27 Mayıs Mağdurları’nın Ah’ları

27 Mayıs Mağdurları’nın Ah’ları

27 Mayıs Mağdurları’nın Ah’ları

27 Mayıs Mağdurları’nın Ah’ları

27 Mayıs Mağdurları’nın Ah’ları
28 Mayıs 2013 - 09:24


ORTAK AKIL











Özkan Başaran





Askeri Cuntalar’ın anası, demokrasi tarihimizin kara lekesi 27 Mayıs Darbesi’dir.


Üzerinden 53 yıl geçmesine rağmen, yüreklerdeki acı dinmedi. 


Bu eli kanlı cunta ile yüzleşmedikçe de, iki siyasi kutup arasında yumuşama olmayacak.


Asker kafalı sivillerin darbe kışkırtıcılıkları genetik midir?


Ayrıcalıklı yaşamaya alışmış seçkinlerin halkın teveccühüyle işi olamaz. 


Darbeci anlayışın sivil uzantılarının günümüze kadar sirayet etmeleri, sanki dededen toruna miras kalmıştır. Seçimlerle iktidar olmayı zulh gören bir kesim elitimiz, rütbeli ve cübbelileri kışkırtarak sivil siyasete müdahil olmuştur.


Dokunulmazlara dokunulduğu dönemden geçtiğimiz bu günlerde, 27 Mayıs Cuntasıyla yüzleşmek zorundayız. 


27 Mayıs Cuntası’nın fikir babaları da, bunu gerçekleştirilenler de yargılanmalı.


Bugün hayatta olmasalar bile yargılanıp bu yaşattıkları acıların cezalarını çekmeliler.


Kesilen cezalar, mezar taşlarına kazınmalı. Tarih onları utançla anmalı.


Devletimiz 27 Mayıs Mağdurları’ndan özür dilemeli. İtibarları da iade edilmeli.


Milletin vicdanında mahkûm olan 27 Mayıs, resmi anlamda da mahkûm olmalı.


Bugüne bugün 27 Mayıs’ı Darbe değil de, Devrim görenler var. 


ADD Genel Başkanı Tansel Çölaşan Babaeski’ye geldiğinde,  gerine gerine “27 Mayıs Darbe değildir. 27 Mayıs bir Devrim’dir” demişti. Duyarlı demokrat yürekler de bu sözler üzerine toplantıyı terk etmişti. 

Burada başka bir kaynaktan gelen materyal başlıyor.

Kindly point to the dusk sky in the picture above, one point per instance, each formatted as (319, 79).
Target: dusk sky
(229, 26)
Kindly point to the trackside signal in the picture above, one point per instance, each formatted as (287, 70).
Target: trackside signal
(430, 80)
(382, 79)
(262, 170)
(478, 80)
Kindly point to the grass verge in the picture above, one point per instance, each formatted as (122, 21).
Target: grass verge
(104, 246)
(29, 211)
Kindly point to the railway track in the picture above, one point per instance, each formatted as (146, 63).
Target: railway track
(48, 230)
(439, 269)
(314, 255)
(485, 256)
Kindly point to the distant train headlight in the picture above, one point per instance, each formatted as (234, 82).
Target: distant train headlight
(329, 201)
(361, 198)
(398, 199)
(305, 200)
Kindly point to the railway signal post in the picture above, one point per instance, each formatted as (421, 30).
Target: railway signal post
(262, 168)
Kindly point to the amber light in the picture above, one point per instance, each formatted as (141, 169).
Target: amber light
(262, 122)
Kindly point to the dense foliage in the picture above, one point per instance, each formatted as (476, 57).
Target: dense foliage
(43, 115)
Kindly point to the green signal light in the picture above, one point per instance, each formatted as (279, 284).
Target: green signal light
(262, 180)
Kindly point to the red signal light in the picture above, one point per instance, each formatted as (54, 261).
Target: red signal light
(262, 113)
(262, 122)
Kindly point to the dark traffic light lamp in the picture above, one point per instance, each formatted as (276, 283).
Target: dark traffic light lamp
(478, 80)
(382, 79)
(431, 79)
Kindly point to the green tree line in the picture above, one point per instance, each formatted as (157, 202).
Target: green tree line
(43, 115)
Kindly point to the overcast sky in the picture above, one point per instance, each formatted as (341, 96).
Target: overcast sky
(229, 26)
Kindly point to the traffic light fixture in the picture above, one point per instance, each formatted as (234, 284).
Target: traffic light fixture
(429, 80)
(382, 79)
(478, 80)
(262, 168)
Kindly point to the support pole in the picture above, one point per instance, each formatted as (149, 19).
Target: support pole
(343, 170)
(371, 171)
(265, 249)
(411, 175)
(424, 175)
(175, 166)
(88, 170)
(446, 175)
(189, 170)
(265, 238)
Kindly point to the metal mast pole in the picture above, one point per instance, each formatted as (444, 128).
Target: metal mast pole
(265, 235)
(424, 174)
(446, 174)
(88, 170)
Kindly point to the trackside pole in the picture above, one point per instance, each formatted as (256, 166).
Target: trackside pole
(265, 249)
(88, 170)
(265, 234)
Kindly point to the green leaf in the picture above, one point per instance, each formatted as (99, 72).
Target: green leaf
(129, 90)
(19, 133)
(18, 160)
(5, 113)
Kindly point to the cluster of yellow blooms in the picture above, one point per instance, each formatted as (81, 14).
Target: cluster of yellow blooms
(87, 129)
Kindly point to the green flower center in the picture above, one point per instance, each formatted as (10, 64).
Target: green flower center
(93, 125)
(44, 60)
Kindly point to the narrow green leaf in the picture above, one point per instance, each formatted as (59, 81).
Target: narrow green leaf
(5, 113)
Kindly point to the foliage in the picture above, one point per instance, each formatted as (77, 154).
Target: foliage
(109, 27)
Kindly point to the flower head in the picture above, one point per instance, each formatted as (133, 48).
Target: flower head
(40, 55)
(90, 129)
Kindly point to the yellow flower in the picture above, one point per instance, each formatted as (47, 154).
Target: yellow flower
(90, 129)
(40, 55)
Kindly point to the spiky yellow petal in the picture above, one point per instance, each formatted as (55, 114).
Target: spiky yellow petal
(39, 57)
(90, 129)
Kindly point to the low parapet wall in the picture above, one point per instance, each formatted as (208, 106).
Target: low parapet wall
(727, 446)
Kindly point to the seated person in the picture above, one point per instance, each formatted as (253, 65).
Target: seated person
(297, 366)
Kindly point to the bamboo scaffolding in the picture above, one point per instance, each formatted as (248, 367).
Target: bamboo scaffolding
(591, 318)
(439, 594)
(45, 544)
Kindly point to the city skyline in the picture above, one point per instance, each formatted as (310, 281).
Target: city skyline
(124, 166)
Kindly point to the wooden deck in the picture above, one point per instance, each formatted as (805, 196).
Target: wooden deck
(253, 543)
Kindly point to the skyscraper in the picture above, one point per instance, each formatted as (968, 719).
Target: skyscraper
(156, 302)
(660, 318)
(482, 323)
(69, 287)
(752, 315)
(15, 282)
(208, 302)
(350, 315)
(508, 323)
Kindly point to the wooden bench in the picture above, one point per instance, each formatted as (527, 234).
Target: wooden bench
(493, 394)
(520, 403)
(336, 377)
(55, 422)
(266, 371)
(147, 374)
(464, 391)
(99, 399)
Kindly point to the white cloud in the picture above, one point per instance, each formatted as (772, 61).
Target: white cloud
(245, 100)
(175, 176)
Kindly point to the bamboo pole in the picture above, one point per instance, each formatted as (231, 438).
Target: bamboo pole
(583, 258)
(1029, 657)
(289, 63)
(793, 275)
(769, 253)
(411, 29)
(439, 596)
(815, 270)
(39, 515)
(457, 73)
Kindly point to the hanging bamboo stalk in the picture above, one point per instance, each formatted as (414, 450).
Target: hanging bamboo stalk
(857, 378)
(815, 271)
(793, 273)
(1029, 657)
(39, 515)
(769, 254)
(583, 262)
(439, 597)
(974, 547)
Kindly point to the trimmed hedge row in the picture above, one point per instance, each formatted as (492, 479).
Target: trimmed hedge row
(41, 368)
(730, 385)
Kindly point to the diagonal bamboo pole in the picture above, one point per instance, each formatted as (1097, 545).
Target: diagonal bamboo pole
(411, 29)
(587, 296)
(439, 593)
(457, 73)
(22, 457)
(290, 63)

“Halka rağmen, Halk için” zihniyetinin yargının üst noktalarına taşıdığı emekli bir bürokratın ağzından dökülen bu talihsiz cümleleri dinlediğimde, şok olmuştum.


Katılımcılara, “27 Mayıs’a darbe demeyeceksiniz, Devrim diyeceksiniz” diye haykıran Tansel Çölaşan’ı alkışlayan elleri görmenin üzüntüsünü hala yaşıyorum.


CHP’li dostlarım siyasi iktidarın artık kurumların inisiyatifinde değil,  halkın gönlünde olduğunu kabul etmeli. 


Eski Türkiye’de, Sivil siyaset ancak Hükümet kuruyordu. Ama iktidar olamıyordu.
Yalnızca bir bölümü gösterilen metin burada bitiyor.